With the health of companies in the electronics space increasingly intertwined, customers are wary of investing with suppliers who might not make it through the recession, they said.
"Global supply management for all of our customers is looking around to try to figure out who is going to be around," said Moshe Gavrielov, president and CEO of programmable logic supplier Xilinx Inc.
Tim Lloyd, a supply chain director at Intel Corp., said the No. 1 chip vendor is very concerned about the health of its suppliers and in the process of assessing the risk. He described a situation in which an Asian company went bankrupt and locked its doors, even though it had Intel inventory and equipment inside. Intel had to go to the facility with police to physically extract its assets, he said.

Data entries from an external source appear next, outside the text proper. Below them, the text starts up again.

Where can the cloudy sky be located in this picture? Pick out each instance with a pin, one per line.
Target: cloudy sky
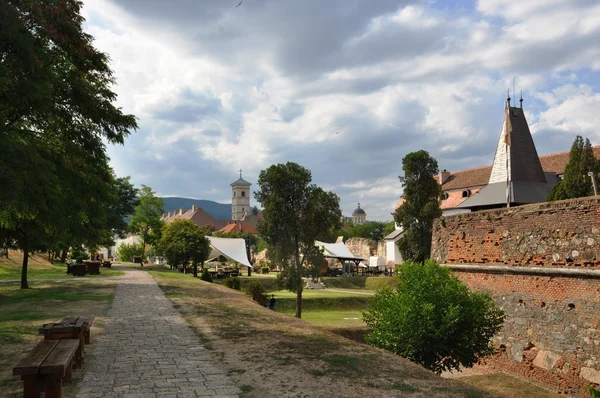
(345, 88)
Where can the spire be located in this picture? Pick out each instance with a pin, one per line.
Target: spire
(521, 100)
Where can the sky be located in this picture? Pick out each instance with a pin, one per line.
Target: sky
(346, 88)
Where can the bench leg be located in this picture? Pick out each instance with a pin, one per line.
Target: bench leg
(29, 390)
(54, 386)
(69, 372)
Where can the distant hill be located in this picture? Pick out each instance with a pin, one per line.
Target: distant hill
(219, 211)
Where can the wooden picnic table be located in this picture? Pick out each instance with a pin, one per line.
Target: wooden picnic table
(44, 368)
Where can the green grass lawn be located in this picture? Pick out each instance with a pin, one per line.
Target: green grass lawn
(56, 271)
(23, 312)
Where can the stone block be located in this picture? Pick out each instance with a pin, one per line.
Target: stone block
(590, 374)
(546, 359)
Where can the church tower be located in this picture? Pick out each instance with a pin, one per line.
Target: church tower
(240, 198)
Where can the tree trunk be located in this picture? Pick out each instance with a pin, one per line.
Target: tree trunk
(63, 256)
(300, 286)
(24, 284)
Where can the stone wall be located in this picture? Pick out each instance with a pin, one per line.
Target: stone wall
(541, 264)
(365, 248)
(551, 334)
(565, 233)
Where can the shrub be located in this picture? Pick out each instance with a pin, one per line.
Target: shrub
(206, 276)
(433, 319)
(233, 283)
(126, 251)
(256, 290)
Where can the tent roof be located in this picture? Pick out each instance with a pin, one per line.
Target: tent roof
(232, 248)
(338, 250)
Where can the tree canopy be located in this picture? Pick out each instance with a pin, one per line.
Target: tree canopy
(145, 220)
(433, 319)
(576, 182)
(182, 243)
(421, 205)
(296, 213)
(56, 114)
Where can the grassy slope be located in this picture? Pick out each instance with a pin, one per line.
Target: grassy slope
(256, 344)
(22, 312)
(40, 268)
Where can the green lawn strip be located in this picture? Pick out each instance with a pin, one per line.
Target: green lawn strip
(9, 272)
(360, 282)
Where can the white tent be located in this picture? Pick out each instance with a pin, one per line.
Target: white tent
(232, 248)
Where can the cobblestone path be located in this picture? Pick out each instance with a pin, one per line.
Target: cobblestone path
(148, 350)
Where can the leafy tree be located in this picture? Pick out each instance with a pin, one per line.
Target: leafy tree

Firms can't risk partnering on key technology with companies that have precarious balance sheets, according to Peter Gammel, vice president and chief technology officer at SiGe Semiconductor. "The overall health of our supply chain is incredibly important to our ability to be successful," he said.
Lloyd urged firms to evaluate their suppliers careful to mitigate risk.

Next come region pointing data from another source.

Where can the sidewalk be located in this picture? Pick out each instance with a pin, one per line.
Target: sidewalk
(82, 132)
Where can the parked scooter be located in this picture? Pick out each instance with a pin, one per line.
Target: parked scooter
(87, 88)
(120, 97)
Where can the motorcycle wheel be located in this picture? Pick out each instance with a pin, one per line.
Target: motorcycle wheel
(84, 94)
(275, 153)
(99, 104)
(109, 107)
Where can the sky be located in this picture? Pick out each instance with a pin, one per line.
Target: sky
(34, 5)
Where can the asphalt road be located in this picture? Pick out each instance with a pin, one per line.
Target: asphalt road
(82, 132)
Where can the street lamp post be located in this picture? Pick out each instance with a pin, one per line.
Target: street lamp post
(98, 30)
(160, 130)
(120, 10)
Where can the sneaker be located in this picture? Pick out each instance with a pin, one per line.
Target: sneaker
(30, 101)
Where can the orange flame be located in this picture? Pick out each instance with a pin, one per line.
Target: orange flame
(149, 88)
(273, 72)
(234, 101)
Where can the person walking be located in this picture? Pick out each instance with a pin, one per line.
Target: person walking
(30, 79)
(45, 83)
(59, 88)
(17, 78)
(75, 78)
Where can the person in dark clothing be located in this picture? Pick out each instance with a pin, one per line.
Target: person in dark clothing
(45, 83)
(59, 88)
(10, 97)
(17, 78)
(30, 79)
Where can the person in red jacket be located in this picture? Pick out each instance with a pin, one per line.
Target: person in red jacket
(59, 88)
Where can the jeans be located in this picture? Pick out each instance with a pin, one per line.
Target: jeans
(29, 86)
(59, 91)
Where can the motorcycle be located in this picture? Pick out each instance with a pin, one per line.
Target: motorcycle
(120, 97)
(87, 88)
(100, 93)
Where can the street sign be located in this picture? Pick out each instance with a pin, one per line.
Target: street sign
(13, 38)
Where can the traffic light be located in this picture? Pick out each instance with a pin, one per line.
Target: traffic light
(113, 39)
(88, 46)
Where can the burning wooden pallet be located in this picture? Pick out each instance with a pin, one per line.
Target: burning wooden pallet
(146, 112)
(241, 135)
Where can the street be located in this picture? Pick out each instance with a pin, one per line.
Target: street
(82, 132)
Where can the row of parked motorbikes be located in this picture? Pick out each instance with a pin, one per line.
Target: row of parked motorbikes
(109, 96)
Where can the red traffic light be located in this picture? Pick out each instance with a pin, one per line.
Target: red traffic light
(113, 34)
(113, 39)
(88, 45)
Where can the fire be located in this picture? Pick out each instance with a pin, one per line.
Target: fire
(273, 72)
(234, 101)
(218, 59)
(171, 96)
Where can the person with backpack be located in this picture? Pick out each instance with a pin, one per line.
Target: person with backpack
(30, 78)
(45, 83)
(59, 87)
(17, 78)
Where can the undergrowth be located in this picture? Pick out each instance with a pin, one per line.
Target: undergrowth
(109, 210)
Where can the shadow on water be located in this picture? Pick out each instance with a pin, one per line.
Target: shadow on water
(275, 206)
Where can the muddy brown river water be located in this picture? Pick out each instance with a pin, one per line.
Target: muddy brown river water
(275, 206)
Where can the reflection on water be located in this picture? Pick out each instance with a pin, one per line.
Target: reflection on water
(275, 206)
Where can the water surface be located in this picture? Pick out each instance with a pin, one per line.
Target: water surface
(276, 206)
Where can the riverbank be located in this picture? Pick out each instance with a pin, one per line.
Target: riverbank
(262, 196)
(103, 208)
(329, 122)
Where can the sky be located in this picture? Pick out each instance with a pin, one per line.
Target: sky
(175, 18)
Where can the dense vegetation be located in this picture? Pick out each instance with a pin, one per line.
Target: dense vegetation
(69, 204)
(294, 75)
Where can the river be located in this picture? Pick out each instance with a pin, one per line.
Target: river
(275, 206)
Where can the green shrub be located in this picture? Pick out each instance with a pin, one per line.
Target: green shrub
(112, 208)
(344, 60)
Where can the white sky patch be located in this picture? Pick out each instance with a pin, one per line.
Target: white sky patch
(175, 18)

"Go and talk to the CEOs," Lloyd said. "Don't assume that what they reported last quarter is necessarily true today. Don't assume that what the analysts are saying about them is true."
According to Chi-Foo Chan, president and chief operating officer at EDA vendor Synopsys Inc., some firms are simply not going to make it because of balance sheet issues and the inability to secure credit. "I think it's unfortunate," he said.
Gavrielov predicted massive consolidation among silicon startups. Seventy-four companies have already failed since October, he said, citing numbers from the GSA. Mid-tier companies with revenue under $500 million are no longer going to be able to invest in new process technology development, he said, and less money will be pumped into the industry from venture capital and other sources.
Lloyd warned about the importance of having an agile supply chain so that the industry can be prepared to react if there is a spike in demand that signifies the end of the downturn. Analysts, including Semico president Jim Feldhan, have speculated that chip demand could rise dramatically once the economy recovers because of depleted inventories.
Lloyd said the industry had better be prepared to respond quickly to a rise in demand or risk disappointing customers.
"When we get out of this downside we have to be prepared for the upside," he said.